Uova al Fipronil: brevetto bresciano previene il problema

BRESCIA. Mentre l’ allarme per il Fipronil nelle uova non accenna a scemare, la bresciana Isinnova – acceleratore di idee nato dall’intuizione del giovane ingegnere Cristian Fracassi – lancia un nuovo sistema che consente di trattare gli allevamenti avicoli impiegando il 70% in meno dei prodotti chimici normalmente utilizzati. Un sistema «già brevettato e testato», precisa il Project Officer & Analyst di Isinnova, Marco Ruocco, che snocciola i vantaggi connessi ad un metodo di disinfestazione più «scientifico» e meno affidato alla buona volontà e solerzia dell’operatore.

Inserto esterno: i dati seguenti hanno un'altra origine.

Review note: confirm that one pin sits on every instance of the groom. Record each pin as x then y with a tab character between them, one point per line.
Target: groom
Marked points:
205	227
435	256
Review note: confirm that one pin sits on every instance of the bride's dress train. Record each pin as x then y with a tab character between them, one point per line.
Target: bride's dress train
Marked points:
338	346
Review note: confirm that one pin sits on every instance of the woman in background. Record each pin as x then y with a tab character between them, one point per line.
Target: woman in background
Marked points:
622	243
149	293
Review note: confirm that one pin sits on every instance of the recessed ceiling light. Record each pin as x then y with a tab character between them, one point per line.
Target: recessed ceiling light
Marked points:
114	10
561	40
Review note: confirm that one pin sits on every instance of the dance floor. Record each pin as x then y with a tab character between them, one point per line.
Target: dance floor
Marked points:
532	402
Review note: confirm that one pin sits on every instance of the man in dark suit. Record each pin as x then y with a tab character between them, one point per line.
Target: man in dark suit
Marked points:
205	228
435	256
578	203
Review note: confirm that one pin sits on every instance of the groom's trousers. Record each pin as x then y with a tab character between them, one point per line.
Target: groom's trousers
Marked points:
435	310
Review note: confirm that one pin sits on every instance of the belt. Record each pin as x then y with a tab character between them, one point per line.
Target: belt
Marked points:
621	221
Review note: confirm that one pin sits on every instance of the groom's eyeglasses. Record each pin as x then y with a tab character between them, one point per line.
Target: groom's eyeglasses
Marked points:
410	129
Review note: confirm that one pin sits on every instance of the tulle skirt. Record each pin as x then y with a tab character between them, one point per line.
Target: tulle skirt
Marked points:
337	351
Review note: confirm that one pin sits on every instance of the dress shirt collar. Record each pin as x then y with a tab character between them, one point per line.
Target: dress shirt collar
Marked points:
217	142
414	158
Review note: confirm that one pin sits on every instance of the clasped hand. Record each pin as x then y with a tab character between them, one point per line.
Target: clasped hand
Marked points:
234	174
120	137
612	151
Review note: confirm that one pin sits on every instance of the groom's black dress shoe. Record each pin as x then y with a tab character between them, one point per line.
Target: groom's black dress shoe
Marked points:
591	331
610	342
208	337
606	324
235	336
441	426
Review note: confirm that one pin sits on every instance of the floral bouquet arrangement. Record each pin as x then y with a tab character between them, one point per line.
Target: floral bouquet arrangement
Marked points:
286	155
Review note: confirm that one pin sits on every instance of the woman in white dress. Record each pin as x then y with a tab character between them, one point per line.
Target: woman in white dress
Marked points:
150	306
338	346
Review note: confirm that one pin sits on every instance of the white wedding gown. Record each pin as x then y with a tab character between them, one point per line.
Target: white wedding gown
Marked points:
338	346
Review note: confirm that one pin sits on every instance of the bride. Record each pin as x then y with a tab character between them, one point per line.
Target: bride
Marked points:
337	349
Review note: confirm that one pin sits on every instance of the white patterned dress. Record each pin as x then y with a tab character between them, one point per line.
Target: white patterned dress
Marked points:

Il sistema. «Il metodo tradizionale funziona con una persona che, armata di motopompa, nebulizza il prodotto chimico nell’ impianto avicolo, spesso però lasciando sacche in cui l’insetticida non arriva bene o esagerando con la diffusione dello stesso – dice Ruocco – : il nostro metodo utilizza un dispositivo meccanico che sfrutta la struttura dell’impianto tradizionale per nebulizzare il prodotto chimico, in modo mirato senza l’ausilio di operatore, con benefici sia sotto il profilo della salubrità del prodotto sia del conto economico ».«L’utilizzo di questo sistema dettaglia – si traduce infatti in un importante risparmio in termini di insetticidi, detergenti,

disinfettanti e ore di manodopera, cui si aggiunge il piacere di avere un prodotto meno esposto a sostanze chimiche e, grazie ad una disinfestazione più efficiente, molto meno trattato con composti particolarmente aggressivi come il Fipronil, appunto ». Questi vantaggi, del resto, Isinnova li ha anche quantificati. Stando alla sperimentazione messa in atto in un impianto tradizionale da 140.000 galline, il nuovo sistema di disinfestazione garantisce un risparmio di circa 7.500 euro annui di trattamenti chimici, cui vanno aggiunti ulteriori 2.500/3.000 euro normalmente sborsati per i trattamenti aggiuntivi e altri 5.000 euro in manodopera (le ore di lavoro dell’operatore si riducono da oltre 300 a 48). Benefici importanti sono stati registrati anche sul fronte della mortalità delle galline (scesa dal 6 al 5%, con circa 1400 capi annui “salvati”) e della riduzione delle uova destinate alla sgusciatura. Il dispositivo, chiariscono da Isinnova, è di semplice realizzazione e dai costi contenuti, ragion per cui può essere considerato interessante non solo per il circuito dei grandi allevamenti ma anche per i singoli allevatori. // A. D.